Hi,
I am trying to get HelloWorld up and running and am beating my head against the wall. It works fine when I submit the job using Amazon EMR, however, I simply cannot get it to work locally. I am basing my custom job off of HelloWorld, and it is a nightmare to have to debug it running on EC2, as it takes several minutes to upload the JAR to S3 and then wait for the process to spin up. I would very much like to run it locally, as the README file suggests you should be able to.
The problem seems to be an intricate ballet between the commoncrawl, jets3t and hadoop jars.

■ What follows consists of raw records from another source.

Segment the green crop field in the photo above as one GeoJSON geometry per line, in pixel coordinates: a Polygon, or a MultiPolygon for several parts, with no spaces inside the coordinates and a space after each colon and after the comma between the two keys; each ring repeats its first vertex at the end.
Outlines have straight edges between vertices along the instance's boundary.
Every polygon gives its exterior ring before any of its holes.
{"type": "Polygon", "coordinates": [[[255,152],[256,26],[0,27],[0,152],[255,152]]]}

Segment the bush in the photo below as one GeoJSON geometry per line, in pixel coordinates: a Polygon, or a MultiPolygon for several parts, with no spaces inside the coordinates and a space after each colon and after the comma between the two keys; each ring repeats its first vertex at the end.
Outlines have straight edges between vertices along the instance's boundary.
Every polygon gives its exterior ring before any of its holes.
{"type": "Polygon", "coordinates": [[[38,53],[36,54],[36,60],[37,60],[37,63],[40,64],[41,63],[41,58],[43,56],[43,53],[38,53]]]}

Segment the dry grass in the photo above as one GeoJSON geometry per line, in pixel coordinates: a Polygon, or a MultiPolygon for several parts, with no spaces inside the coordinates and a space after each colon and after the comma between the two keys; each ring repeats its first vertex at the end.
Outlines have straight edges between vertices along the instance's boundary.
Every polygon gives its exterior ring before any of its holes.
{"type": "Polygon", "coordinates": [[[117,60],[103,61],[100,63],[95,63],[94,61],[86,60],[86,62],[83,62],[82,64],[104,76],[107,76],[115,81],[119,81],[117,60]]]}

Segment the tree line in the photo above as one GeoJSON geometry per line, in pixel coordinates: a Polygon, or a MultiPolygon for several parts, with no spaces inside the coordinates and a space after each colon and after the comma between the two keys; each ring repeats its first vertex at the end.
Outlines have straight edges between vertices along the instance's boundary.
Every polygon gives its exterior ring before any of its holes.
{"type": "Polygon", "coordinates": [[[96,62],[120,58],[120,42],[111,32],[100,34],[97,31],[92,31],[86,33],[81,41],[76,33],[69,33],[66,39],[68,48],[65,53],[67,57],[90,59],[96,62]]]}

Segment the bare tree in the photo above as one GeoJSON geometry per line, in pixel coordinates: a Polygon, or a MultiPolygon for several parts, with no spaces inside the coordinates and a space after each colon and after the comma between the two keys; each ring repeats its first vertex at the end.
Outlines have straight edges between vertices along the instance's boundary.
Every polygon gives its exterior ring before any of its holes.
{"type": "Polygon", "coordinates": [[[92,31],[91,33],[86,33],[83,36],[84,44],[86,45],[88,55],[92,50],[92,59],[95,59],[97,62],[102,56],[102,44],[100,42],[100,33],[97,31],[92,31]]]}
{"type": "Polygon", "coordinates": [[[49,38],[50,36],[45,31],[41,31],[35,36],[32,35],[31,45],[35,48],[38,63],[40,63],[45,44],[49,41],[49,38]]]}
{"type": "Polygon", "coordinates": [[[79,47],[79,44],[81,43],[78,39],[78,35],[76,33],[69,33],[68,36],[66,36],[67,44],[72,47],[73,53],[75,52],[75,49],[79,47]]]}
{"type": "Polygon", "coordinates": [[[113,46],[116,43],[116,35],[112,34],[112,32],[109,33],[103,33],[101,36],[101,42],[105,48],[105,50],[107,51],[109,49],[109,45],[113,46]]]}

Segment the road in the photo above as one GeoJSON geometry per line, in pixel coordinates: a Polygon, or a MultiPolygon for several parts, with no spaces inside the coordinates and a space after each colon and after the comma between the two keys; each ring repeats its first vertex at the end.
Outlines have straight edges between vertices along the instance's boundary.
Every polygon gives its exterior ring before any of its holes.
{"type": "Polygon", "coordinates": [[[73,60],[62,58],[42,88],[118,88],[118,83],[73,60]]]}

If I try to use the default jets3t jar in Hadoop 1.0.3 (0.6.1), it fails thusly:
Exception in thread "main" java.lang.VerifyError: (class: org/commoncrawl/hadoop/io/JetS3tARCSource, method: configureImpl signature: (Lorg/apache/hadoop/mapred/JobConf;)V) Incompatible argument to function
at java.lang.Class.forName0(Native Method)
at java.lang.Class.forName(Class.java:247)
at org.apache.hadoop.conf.Configuration.getClassByName(Configuration.java:820)
at org.apache.hadoop.conf.Configuration.getClass(Configuration.java:865)
at org.apache.hadoop.conf.Configuration.getClass(Configuration.java:891)
at org.commoncrawl.hadoop.io.ARCInputFormat.configure(ARCInputFormat.java:159)
...
If I instead kill that file and use version 0.8.1 (the version included as part of HelloWorld), I get much further, but still fail like this:
Exception in thread "main" java.lang.NoSuchMethodError: org.jets3t.service.impl.rest.httpclient.RestS3Service.<init>(Lorg/jets3t/service/security/AWSCredentials;)V
at org.apache.hadoop.fs.s3native.Jets3tNativeFileSystemStore.initialize(Jets3tNativeFileSystemStore.java:54)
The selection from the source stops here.